If you’re like most Americans, you’re most likely searching for ways to save money now more than ever.
But saving money, according to financial planners, isn’t just about increasing the amount of money that you contribute to your retirement or college savings plans. It’s also about scouring the expense side of your budget, searching for ways to save a buck or two, or perhaps even more.
To be sure, financial planners can help you analyze your balance sheet and income statements to help you find common and not-so-common places to save and earn more money. Here’s a list of what financial planning professionals and other experts often suggest that you do get the most out of your money.
Sign up and contribute to your 401(k) retirement plan. If you have a 401(k) plan at work and you’re not participating, sign up to contribute. Any money saved via automatic payroll deductions in such plans will force you to reduce your spending in other areas. The Internal Revenue Service (IRS) limit for individuals is $16,500 for 2011. If you are 50 or older the limit is $22,000. “And even though many companies have suspended making matching contributions, it still makes sense to contribute because of the tax benefits,” said FPA member Marie DeCaprio, CFP®, of MCD Advisors. Your contribution is made with pre-tax dollars.
Raise your deductibles. Look through your insurance policies to see if you can raise your deductibles. Make sure you have enough money in your emergency fund to cover those deductibles before making any changes. Also, look at your policies costs that are not necessary, including life insurance on a child.
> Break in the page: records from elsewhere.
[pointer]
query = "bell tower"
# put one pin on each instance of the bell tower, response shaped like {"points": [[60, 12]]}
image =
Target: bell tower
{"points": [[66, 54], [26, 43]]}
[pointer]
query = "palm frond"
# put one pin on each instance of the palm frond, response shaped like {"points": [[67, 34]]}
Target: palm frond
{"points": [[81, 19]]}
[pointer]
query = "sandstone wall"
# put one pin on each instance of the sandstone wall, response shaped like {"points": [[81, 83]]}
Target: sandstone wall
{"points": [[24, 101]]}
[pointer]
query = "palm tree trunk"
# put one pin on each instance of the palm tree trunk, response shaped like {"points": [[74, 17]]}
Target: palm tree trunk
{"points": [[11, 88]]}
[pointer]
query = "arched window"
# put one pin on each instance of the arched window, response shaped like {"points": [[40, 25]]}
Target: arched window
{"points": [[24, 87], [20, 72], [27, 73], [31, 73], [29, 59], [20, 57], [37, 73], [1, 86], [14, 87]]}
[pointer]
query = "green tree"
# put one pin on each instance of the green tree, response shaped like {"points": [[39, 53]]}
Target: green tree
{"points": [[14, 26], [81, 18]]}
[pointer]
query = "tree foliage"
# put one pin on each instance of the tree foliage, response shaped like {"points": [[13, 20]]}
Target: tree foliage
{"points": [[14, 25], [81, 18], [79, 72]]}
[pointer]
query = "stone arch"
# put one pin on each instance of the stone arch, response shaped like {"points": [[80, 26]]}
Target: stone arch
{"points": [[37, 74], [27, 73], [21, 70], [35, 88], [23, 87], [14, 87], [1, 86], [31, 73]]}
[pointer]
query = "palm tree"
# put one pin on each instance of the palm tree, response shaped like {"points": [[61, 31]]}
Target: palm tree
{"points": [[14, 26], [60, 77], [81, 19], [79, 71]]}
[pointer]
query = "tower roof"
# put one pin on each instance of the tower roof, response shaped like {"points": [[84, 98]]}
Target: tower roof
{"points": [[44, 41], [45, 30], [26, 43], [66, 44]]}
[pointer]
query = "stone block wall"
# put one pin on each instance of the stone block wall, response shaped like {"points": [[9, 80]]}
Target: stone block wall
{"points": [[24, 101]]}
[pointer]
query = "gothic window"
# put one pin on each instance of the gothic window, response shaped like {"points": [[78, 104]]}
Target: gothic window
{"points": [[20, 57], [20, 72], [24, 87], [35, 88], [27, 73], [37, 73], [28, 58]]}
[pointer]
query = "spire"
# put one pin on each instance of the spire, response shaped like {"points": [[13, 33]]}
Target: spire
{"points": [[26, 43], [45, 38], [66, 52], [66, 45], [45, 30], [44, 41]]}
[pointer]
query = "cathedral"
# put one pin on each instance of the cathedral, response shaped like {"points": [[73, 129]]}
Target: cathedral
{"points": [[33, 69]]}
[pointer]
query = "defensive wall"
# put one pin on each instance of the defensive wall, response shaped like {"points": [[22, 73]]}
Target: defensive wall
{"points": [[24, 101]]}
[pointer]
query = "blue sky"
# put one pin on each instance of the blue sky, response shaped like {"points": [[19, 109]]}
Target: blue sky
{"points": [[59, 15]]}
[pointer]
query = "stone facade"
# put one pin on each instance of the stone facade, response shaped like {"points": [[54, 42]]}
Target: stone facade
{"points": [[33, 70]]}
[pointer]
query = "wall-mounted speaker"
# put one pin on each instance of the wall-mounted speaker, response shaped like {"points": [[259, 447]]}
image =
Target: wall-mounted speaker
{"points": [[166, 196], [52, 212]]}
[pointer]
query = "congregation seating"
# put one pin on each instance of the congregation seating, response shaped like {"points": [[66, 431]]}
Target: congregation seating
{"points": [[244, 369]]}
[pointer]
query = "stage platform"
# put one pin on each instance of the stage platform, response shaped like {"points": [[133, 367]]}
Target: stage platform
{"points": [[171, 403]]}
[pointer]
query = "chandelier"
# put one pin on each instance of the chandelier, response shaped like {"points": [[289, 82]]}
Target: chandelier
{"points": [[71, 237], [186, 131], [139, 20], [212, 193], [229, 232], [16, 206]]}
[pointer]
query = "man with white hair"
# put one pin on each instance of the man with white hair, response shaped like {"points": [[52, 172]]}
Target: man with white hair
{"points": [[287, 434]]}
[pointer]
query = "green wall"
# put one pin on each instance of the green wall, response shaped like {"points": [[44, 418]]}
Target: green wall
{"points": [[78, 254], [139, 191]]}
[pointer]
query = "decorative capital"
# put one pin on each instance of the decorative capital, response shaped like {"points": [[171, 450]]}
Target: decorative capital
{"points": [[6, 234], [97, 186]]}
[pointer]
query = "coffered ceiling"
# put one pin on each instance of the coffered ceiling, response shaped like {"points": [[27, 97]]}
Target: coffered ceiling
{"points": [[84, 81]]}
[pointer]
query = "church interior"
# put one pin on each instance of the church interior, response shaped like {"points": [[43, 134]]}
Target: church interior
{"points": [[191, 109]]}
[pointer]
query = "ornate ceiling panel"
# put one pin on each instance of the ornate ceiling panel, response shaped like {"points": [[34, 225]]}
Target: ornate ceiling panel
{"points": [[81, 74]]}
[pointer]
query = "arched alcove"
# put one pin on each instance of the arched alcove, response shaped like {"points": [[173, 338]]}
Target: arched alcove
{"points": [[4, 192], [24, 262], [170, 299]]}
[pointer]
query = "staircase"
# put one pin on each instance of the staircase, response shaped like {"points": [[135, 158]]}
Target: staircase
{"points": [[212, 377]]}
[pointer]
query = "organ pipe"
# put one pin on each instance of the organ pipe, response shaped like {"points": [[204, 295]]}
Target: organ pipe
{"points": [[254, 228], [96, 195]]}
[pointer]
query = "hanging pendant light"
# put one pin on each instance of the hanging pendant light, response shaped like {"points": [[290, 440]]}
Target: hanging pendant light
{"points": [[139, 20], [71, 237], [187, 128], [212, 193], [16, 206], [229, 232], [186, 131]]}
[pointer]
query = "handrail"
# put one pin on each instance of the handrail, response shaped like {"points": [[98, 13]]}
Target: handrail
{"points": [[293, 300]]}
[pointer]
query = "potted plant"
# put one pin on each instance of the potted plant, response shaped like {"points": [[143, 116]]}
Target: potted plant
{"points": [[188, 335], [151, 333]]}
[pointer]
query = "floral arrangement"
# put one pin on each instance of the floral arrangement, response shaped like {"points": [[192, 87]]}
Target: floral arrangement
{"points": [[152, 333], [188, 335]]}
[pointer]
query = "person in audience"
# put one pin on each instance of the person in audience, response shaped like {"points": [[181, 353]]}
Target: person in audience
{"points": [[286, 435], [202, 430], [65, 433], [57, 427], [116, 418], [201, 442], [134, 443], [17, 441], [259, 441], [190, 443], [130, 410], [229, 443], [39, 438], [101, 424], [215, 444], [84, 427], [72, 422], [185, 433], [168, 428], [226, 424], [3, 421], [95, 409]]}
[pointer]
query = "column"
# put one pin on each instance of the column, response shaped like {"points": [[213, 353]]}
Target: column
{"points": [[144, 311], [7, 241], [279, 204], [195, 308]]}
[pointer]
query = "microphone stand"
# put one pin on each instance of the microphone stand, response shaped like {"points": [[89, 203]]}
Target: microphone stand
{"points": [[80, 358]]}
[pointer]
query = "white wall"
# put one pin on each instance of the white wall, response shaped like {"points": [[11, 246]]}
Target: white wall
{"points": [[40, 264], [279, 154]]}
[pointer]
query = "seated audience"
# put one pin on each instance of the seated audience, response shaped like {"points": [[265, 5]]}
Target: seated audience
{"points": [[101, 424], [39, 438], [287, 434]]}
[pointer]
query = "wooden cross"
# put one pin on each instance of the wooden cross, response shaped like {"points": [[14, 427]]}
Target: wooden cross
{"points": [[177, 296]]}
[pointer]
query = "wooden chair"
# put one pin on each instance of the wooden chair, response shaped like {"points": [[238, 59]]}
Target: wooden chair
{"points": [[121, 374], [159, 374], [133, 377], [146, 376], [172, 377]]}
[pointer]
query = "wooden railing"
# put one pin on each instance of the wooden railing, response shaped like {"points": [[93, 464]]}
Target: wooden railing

Scour your every day spending, especially groceries. “I recommend hitting the grocery store every other week for a major shopping spree with list and sale circular in hand,” DeCaprio said. “Then in between just do a quick shop for essentials and perishables. In other words, limit the number of times you enter the store because the more frequently you go shopping the more apt you are to come home with stuff you really don’t need. You’ll probably eat healthier as well.”
Set the “money you save” aside. “If you save money by using coupons when shopping for groceries or by buying items on sale, consider setting the dollar amount saved in a jar or savings account,” said FPA member K. Esther Szabo, CFP®, of KK Wealth Advisors. “That’s how I got enough money for my first Individual Retirement Account (IRA) contribution,” she said. Szabo recommends depositing your spare change into a bank savings account. It will help you develop the habit of saving money. Plus, you’ll earn some interest on the amount you accumulate.
Stop eating out. “The biggest way people can save money is by limiting the number of times they eat out,” DeCaprio said. This will save money over many years because eating home-cooked foods is significantly cheaper than eating out in a restaurant or getting take out.”
Track your spending. “I don’t know any way to save money without tracking spending,” DeCaprio said. “You can use a software program, spreadsheet, or pen and paper. But no matter what you use, just do it. Once you know where your money is going, you can find ways to cut back.”
Divide your big ticket items into 12 buckets. If you have large annual expenses, such as property taxes, insurance payments, and the like, Szabo suggests that you divide the amount by 12 and save that amount regularly into a savings account. Thus, when the bill is due you can electronically transfer the funds over to your checking account. If you are still lucky enough to get a bonus, save the bonus and use it for these expenses.
Pay your credit card weekly or twice per month. Rather than using your credit card all month and then getting a big bill, Szabo recommends you check your credit card balance weekly or every two weeks and pay down the balance each time. This, she says, “builds more awareness into the actual cash you have on hand.”